Mas se as leis são produto do seu tempo, qual seria a validade das leis da Torá na contemporaneidade? Talvez a Torá tenha chegado até os nossos dias com a importância que a reveste, não pelo seu texto em si. Talvez a letra da lei seja o que tenha prazo de validade, circunscrita a uma época e a uma sociedade determinada. Pode ser que o que persista e subsista no tempo seja o espírito das leis, apreendido a partir de um método interpretativo proposto pelo judaísmo rabínico. 

Apegar-se à letra da lei sem um exercício reflexivo e crítico parece ser o princípio de expressões fundamentalistas que se valem da Torá para subjugar a outrem. E curioso é que o antídoto ao fundamentalismo, segundo a escritora Karen Armstrong, seja justamente o retorno aos textos originais, abarcando todo o mistério e contradições que eles ensejam. Em lugar de um sistema legal, podemos por vezes encontrar uma defesa ao tratamento humanizado às minorias e aos desfavorecidos – como na Parashat Mishpatim, em relação ao escravo ou ao estrangeiro. “Não enganem nem oprimam um estrangeiro, porque vocês foram estrangeiros na terra do Egito; “Quando uma pessoa [dona de escravos] ferir um escravo ou escrava com uma vara, e morrer por sua mão, este será vingado

Gunther Plaut comenta, a respeito dessa porção, que a escravidão era um fato social nos idos tempos bíblicos, e o que a Torá buscava era a melhoria das condições relacionais, em vez de sua abolição. Ainda que, ao contrário da referida lei da Torá, as leis na atualidade versem sobre a proibição à escravatura, há um princípio subjacente ao texto que trata sobre a responsabilidade da pessoa que mantém consigo a guarda de uma pessoa em condição de vulnerabilidade. Esta sim, é uma expressão contemporânea, que nos permite emparelhar realidades tão díspares, a partir de princípios éticos atemporais, e identificar nessa relação o espírito das leis, mais do que a própria letra.

Um olhar sensível à realidade que nos circunda pode permitir uma relação saudável nas nossas leituras semanais da Torá. E quando identificarmos no texto algo que não seja compatível com os princípios de justiça que a Torá propõe de maneira subjacente, podemos lançar mão do 4º mandamento do advogado, proposto pelo jurista uruguaio Eduardo Couture:

“Teu dever é lutar pelo direito; mas no dia em que encontrares um conflito entre o direito e a justiça, luta pela justiça”.

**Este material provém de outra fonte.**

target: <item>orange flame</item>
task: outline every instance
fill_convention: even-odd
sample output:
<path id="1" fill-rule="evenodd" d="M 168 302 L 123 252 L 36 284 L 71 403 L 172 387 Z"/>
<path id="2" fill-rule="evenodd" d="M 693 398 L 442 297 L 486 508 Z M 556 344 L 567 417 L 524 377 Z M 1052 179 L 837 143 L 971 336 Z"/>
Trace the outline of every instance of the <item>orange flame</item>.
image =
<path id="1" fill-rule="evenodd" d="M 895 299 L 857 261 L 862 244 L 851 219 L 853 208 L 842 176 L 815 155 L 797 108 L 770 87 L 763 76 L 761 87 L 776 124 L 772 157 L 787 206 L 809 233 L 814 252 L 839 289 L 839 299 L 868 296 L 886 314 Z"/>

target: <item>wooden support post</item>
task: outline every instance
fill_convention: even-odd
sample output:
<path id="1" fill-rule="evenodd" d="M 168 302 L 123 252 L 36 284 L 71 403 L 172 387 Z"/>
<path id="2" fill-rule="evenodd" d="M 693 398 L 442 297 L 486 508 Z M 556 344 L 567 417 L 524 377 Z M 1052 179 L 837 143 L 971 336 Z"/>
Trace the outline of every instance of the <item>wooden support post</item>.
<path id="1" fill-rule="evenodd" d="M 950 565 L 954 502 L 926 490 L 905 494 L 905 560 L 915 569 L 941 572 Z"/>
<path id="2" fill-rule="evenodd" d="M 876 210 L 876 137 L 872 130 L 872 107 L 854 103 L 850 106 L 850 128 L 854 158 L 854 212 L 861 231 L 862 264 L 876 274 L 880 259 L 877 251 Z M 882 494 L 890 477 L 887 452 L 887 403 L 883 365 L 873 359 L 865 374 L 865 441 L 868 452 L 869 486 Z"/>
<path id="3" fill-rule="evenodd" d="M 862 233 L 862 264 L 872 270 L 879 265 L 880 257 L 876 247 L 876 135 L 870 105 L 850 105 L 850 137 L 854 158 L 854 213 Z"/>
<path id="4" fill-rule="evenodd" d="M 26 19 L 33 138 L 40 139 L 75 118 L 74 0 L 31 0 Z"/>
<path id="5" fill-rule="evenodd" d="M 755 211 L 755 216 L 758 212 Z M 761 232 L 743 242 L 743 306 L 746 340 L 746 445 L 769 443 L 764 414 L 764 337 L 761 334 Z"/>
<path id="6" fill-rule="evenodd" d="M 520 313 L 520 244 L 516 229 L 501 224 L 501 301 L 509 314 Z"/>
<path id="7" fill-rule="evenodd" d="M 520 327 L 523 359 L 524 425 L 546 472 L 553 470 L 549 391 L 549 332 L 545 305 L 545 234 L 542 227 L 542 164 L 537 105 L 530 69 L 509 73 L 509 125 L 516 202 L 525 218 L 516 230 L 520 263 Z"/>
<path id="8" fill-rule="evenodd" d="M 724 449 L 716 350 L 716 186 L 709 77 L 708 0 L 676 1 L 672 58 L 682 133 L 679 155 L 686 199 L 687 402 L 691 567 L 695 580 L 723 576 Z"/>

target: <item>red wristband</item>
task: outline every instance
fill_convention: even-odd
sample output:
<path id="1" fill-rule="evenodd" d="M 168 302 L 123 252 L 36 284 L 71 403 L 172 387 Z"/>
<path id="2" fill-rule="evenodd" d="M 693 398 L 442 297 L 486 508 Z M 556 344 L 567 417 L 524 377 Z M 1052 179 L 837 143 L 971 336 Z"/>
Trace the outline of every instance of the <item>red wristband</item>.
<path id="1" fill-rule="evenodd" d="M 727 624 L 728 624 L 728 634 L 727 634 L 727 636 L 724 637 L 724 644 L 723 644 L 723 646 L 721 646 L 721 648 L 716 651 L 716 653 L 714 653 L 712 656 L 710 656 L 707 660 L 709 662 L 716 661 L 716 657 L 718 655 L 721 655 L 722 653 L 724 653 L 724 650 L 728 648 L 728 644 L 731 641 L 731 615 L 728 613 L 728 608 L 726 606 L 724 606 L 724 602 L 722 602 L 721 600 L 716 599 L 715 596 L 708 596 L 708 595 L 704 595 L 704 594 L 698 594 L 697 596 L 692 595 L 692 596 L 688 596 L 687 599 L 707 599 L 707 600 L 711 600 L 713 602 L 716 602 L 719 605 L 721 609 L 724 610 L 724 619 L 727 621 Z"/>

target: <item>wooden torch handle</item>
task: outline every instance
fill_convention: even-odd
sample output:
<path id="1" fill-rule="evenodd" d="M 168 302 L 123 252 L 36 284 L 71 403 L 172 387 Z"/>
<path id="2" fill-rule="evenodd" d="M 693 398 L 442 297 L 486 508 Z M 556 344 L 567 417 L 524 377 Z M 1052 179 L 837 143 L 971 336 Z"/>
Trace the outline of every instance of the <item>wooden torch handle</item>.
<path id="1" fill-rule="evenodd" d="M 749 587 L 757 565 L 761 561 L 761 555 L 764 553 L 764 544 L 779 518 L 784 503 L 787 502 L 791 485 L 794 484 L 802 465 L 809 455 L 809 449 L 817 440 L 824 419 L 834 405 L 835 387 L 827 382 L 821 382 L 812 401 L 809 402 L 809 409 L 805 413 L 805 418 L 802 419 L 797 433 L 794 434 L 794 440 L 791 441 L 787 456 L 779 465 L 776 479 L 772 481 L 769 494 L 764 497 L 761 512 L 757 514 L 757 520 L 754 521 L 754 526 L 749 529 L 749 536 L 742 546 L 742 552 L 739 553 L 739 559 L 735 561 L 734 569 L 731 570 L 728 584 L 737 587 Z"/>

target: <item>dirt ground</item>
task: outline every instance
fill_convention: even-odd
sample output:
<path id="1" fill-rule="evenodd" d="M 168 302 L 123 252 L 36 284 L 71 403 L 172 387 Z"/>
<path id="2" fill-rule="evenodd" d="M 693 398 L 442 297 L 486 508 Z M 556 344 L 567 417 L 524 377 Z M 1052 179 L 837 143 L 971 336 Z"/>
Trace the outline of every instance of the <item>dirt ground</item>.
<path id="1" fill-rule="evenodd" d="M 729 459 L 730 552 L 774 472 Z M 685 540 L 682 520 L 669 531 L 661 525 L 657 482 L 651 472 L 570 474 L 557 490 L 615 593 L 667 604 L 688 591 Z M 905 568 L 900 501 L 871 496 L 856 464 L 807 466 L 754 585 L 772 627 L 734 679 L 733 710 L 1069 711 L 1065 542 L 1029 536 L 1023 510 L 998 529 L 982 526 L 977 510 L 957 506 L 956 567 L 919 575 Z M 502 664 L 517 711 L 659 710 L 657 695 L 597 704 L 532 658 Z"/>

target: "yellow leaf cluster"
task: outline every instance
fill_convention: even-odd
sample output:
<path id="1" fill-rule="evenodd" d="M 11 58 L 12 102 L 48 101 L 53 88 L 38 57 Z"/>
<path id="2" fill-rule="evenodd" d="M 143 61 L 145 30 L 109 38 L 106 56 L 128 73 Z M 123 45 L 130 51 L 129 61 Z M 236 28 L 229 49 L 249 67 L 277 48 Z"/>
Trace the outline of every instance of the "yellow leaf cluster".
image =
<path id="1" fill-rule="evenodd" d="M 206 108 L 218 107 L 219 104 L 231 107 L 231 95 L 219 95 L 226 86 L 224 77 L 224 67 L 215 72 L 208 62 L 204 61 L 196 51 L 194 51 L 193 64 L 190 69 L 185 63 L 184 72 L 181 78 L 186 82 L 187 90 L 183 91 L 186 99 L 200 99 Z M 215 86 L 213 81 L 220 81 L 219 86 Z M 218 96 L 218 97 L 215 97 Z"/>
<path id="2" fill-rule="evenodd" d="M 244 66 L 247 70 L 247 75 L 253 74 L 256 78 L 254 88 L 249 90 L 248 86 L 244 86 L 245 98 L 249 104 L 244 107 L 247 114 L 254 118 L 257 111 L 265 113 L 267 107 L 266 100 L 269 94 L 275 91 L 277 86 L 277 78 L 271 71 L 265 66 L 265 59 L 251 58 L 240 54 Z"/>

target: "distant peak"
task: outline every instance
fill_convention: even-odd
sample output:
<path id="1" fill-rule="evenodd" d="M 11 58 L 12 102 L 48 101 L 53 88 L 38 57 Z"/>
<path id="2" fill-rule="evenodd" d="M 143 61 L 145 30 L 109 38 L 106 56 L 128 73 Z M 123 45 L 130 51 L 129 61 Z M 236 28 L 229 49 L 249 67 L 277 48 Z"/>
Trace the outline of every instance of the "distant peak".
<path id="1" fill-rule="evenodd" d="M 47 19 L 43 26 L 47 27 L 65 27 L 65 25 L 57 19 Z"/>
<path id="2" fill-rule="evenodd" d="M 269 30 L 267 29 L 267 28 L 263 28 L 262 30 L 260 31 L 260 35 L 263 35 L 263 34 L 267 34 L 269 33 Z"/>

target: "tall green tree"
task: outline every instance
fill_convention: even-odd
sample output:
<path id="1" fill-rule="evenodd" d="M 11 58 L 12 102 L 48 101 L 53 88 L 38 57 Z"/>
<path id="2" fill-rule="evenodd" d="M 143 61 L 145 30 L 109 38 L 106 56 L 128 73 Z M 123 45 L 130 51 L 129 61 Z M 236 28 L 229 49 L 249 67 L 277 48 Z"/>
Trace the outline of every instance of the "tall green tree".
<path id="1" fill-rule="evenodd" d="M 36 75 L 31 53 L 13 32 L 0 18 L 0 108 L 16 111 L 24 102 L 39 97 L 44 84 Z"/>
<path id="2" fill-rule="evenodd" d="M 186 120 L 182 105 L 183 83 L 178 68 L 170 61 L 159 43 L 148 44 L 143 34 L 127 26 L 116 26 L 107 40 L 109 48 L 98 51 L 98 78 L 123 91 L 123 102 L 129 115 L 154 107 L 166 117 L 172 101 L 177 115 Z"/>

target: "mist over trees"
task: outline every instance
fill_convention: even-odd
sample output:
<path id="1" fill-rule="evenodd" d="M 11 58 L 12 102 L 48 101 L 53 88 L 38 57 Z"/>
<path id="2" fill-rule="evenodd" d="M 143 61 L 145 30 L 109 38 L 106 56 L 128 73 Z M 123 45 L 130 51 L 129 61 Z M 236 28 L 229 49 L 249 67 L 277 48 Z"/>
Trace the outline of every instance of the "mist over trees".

Que a Torá continue sendo um farol, não propriamente na determinação da nossa conduta, tal qual consta na sua prescrição, mas um farol que se abre a uma multiplicidade de olhares, superpostos ao momento presente, permitindo-nos ler a vida e as pessoas, mais do que puramente letras.

 

Shabat Shalom e Chodesh Tov!

Rabina Kelita Cohen

 

 MONTORO, André. 13. Aplicação das Normas Jurídicas no Espaço e no Tempo In: MONTORO, André. Introdução à Ciência do Direito. São Paulo (SP): Editora Revista dos Tribunais. 2020. 

2 ARMSTRONG, Karen. A Arte Perdida das Escrituras. Resgatando os textos sagrados. São Paulo (SP): Editora Schwarcz. 2024.